IJM Manila: Sex Trafficking Trial Ends And Closes A "Painful Chapter" For Girls Rescued Years Ago
Fri, 01/25/2013
MANILA, THE PHILIPPINES – Two traffickers have finally been convicted and sentenced to life in prison for trafficking underage girls to a bar and selling them for sex. "Justice was served today for our society," IJM Pampanga Deputy Director Rey Bicol said on January 18, 2013, as the judge announced the decision. Rey is the IJM lawyer who has been working on this case since 2009, when the four girls were rescued.
The convictions are the first of 2013 for IJM Manila, and they mark the end of a long battle for justice. Rey explained that the convictions are a "closure in a painful chapter" for the sex trafficking survivors, who were just 16 and 17 years old when they were rescued. In the abusive bar, the girls were displayed in an aquarium-like room. Customers would choose a girl, then take her to a "VIP room" in the bar for about $35. If a customer paid $135, he could take any girl out of the bar, to any place he wanted.

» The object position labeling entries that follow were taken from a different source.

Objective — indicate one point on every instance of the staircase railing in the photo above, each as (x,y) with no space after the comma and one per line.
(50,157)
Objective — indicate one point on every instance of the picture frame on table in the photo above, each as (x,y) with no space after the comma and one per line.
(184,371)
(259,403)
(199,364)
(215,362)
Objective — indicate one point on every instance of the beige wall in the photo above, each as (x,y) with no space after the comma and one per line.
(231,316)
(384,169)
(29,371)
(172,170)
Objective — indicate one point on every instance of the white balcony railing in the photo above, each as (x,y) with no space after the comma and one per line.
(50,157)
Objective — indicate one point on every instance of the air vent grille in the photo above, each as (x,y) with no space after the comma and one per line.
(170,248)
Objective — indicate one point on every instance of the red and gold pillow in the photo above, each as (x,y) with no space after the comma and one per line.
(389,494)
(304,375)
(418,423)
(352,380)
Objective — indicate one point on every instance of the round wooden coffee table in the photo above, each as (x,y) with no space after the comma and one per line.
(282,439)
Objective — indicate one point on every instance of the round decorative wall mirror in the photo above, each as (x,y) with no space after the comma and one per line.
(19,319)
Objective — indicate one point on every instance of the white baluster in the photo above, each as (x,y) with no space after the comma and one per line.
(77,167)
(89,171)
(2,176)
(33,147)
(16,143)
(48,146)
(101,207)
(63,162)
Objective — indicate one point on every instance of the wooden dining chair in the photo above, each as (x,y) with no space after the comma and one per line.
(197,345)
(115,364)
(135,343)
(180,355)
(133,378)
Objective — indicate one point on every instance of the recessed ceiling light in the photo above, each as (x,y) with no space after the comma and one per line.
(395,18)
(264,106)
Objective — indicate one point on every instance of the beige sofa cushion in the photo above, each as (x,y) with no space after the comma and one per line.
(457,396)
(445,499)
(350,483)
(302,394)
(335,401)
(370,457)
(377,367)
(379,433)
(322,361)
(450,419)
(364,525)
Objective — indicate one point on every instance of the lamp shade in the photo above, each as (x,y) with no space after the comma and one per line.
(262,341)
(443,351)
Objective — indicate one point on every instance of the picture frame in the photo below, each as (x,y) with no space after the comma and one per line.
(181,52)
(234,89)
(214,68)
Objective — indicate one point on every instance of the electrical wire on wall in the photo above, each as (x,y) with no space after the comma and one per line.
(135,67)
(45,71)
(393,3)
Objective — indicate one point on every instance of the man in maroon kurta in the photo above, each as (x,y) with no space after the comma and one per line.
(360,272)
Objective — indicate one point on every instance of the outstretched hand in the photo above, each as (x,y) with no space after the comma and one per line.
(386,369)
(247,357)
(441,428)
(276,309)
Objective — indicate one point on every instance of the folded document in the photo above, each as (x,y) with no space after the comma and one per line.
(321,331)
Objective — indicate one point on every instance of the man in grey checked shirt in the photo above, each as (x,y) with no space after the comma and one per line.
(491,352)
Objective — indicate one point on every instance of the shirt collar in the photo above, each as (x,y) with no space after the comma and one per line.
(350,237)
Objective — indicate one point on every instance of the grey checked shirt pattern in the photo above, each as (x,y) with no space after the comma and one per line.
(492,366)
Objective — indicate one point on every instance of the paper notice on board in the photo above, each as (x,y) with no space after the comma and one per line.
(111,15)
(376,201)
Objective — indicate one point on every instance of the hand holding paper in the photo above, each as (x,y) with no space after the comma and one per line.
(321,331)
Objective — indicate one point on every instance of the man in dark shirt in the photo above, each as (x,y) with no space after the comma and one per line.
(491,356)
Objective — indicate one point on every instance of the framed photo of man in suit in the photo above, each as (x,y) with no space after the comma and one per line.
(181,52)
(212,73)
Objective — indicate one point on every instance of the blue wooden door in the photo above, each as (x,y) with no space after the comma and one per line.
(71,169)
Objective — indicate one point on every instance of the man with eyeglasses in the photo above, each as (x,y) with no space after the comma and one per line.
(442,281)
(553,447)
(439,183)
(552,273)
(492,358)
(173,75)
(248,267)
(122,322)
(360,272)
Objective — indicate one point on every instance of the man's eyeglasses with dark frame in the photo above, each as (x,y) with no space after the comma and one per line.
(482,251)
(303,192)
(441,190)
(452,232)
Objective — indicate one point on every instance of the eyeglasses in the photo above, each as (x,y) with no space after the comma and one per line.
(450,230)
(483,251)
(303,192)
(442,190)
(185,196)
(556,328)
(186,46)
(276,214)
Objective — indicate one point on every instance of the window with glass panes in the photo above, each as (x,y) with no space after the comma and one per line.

On the night these young women were rescued, the two managers were arrested. Both claimed they had not known the girls they were selling in the bar were minors. They applied for bail, and the court granted it – letting them out of prison because of the fact they claimed not to have known the girls' ages. Over the course of the trial, Rey and the IJM team argued that the Philippine's anti-trafficking law mandates that traffickers must be held accountable for their crimes against children – and that it was the bar's responsibility to ensure that they were not exploiting children.
When the judge issued the convictions on January 18, 2013, the court's position had dramatically shifted from the earlier decision to let the traffickers out on bail. The judge plainly ruled that when a child has been trafficked, the trafficker shall be held accountable – it is not a child's responsibility to protect herself from being trafficked.
IJM's Rey Bicol was in the courtroom on the day the conviction was issued. He lauded the court's efforts to explore and execute the law's fullest meaning, and said that the ruling is "most important for the four precious girls whose lives were shattered by the schemes of their traffickers."